La nostra debolezza d'oggi è la debolezza di una situazione di fatto, così come la nostra forza di domani sarà, in gran parte, la forza di una situazione di fatto radicalmente diversa. La crisi che si annuncia all'interno dello stesso regime di guerra e [illeggibile] più ancora, si prepara per il regime di pace, libererà una quantità di forze sinora compresse, e, con loro, libererà dall'isolamento i partiti di avanguardia proletaria. Oggi, non esiste più una direzione internazionale del proletariato, non esistono contatti internazionali. Ma vivono, in tutte le nazioni, forze politiche, pur isolate, lavorano con una mentalità e con una mentalità e con una struttura organica internazionalista. Non sarà difficile, domani, a queste forze il ritrovarsi.

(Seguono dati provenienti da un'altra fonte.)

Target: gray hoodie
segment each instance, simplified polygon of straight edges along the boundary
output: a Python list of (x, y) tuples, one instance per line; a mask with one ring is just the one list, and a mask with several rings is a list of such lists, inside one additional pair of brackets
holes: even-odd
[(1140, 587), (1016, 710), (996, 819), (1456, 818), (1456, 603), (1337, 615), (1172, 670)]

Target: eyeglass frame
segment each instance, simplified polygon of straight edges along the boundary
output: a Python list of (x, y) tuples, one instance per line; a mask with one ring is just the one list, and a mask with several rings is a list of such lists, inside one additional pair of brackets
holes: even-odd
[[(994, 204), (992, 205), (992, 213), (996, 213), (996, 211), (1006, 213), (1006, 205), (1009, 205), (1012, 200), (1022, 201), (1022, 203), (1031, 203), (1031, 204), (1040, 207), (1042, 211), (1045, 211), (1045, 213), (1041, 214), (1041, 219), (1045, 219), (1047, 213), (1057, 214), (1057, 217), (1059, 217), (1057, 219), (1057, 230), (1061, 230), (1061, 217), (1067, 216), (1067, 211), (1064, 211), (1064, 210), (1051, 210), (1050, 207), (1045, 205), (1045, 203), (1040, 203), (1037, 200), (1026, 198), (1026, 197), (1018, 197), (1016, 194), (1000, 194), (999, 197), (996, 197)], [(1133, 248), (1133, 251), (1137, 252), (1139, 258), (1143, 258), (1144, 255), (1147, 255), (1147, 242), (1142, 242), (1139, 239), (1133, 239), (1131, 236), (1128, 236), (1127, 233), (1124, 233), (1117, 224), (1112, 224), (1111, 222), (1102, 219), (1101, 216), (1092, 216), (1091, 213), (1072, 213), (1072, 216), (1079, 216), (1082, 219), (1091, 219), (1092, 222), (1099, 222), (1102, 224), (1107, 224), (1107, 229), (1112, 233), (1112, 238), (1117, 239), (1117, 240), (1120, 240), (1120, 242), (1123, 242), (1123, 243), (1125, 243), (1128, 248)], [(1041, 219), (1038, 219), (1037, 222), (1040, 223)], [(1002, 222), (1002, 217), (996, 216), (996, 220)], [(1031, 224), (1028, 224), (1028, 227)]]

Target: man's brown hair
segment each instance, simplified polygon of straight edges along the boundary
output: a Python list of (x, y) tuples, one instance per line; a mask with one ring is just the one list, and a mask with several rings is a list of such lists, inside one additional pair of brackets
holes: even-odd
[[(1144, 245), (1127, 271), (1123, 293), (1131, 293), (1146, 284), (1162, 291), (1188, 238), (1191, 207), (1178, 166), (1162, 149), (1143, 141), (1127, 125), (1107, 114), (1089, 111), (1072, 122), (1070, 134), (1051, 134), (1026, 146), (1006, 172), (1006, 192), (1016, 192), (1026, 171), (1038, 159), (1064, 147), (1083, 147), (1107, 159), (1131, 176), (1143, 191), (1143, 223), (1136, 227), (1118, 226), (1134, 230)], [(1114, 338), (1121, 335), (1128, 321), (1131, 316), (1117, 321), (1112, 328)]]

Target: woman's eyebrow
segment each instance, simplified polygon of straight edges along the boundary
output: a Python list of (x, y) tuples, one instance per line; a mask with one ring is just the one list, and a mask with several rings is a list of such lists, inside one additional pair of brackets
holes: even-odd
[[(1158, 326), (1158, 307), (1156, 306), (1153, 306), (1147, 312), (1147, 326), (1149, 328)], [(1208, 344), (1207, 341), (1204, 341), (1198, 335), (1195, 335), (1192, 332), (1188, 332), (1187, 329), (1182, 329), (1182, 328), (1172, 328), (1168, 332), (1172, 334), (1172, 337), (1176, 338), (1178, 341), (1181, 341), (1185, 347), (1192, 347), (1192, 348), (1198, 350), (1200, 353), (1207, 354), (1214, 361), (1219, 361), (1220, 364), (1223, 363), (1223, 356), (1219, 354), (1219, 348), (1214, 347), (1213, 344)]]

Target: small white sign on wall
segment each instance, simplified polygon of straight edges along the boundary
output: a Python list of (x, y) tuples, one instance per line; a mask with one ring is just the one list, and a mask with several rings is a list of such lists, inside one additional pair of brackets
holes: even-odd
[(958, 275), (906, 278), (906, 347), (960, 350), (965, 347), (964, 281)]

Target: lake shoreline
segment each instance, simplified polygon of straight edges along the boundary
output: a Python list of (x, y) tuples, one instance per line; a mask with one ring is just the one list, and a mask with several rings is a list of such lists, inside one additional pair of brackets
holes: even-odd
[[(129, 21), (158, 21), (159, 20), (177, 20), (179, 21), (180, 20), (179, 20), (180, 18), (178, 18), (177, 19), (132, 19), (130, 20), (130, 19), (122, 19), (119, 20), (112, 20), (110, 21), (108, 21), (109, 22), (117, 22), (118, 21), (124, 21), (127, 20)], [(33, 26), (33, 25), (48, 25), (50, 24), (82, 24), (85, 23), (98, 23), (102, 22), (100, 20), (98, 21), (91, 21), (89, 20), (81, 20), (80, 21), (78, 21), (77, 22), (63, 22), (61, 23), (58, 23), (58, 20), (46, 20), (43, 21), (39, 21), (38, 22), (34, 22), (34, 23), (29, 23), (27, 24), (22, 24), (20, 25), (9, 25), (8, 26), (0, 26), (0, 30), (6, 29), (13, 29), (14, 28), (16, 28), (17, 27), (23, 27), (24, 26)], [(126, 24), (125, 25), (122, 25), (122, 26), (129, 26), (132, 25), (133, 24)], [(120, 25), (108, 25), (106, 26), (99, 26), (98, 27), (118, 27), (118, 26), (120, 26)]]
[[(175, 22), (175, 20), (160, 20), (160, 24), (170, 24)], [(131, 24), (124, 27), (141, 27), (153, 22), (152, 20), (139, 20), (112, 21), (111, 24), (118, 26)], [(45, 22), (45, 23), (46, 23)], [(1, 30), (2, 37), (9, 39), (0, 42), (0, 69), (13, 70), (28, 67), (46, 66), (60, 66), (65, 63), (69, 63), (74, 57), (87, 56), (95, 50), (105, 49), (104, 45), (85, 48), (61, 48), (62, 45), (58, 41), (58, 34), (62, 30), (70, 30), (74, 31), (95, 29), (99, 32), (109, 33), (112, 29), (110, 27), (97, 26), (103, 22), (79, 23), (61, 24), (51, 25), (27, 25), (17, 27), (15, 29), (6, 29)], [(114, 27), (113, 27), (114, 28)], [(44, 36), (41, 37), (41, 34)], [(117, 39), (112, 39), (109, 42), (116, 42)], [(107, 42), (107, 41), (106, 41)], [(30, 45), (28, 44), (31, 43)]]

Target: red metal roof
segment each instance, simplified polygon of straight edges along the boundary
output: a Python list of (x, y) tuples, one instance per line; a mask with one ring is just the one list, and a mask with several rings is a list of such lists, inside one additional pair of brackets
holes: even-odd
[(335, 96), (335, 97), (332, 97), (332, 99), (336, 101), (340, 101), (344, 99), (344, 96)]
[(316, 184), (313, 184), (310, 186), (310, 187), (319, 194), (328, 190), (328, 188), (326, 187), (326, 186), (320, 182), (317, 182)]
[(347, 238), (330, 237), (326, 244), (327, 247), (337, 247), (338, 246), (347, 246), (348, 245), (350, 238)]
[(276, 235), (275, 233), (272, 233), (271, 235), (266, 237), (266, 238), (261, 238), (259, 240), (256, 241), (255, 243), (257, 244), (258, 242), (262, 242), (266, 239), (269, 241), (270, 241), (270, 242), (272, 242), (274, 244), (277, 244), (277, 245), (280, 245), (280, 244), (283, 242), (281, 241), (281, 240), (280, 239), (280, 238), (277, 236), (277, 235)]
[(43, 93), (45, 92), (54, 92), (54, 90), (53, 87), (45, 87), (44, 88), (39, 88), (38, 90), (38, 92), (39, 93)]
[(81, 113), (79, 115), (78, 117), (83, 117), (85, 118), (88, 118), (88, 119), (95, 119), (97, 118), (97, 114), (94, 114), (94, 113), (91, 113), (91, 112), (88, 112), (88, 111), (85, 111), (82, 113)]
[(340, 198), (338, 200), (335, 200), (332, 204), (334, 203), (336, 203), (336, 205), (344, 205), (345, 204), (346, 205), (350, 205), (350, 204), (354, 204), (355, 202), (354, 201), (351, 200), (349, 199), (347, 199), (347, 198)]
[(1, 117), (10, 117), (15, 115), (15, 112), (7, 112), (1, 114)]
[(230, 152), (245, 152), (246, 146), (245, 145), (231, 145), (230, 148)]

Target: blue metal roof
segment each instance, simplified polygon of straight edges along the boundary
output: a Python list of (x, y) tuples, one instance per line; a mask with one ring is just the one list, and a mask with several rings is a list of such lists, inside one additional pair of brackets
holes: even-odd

Di fronte agli sviluppi dello sbarco inglese, la nostra posizione non può essere dubbia. Essa implica una lotta tenace e decisa contro i blocchi e contro le pastette a base "nazionale" o "popolare"; lo smascheramento dell'opportunismo filodemocratico, filoinglese e filo-staliniano dei due maggiori partiti operai: la contrapposizione immediata, nel periodo culminante della crisi, della parola d'ordine dei Consigli degli operai, dei contadini poveri e dei soldati, sono strumenti di lotta rivoluzionaria prima e come organi del potere proletario poi, alle parole d'ordine costituzionali, patriottarde, parlamentaristiche, che il [illeggibile] o "anti-fascismo" non mancherà di lanciare: l'armamento del proletariato, la preparazione teorica e tecnica della rivoluzione.

Solo se sapremo foggiare al proletariato un'arma tagliente, le prospettive rivoluzionarie si concreteranno in realtà di fatto. La lotta contro l'opportunismo deve essere l'altra faccia della lotta per la preparazione di quadri che siano ideologicamente e praticamente all'altezza della situazione politica, economica, sociale, del paese. È questo il nostro compito immediato: ed è, insieme, il nostro compito primordiale.

Dattiloscritto, Torino 1° settembre 1943.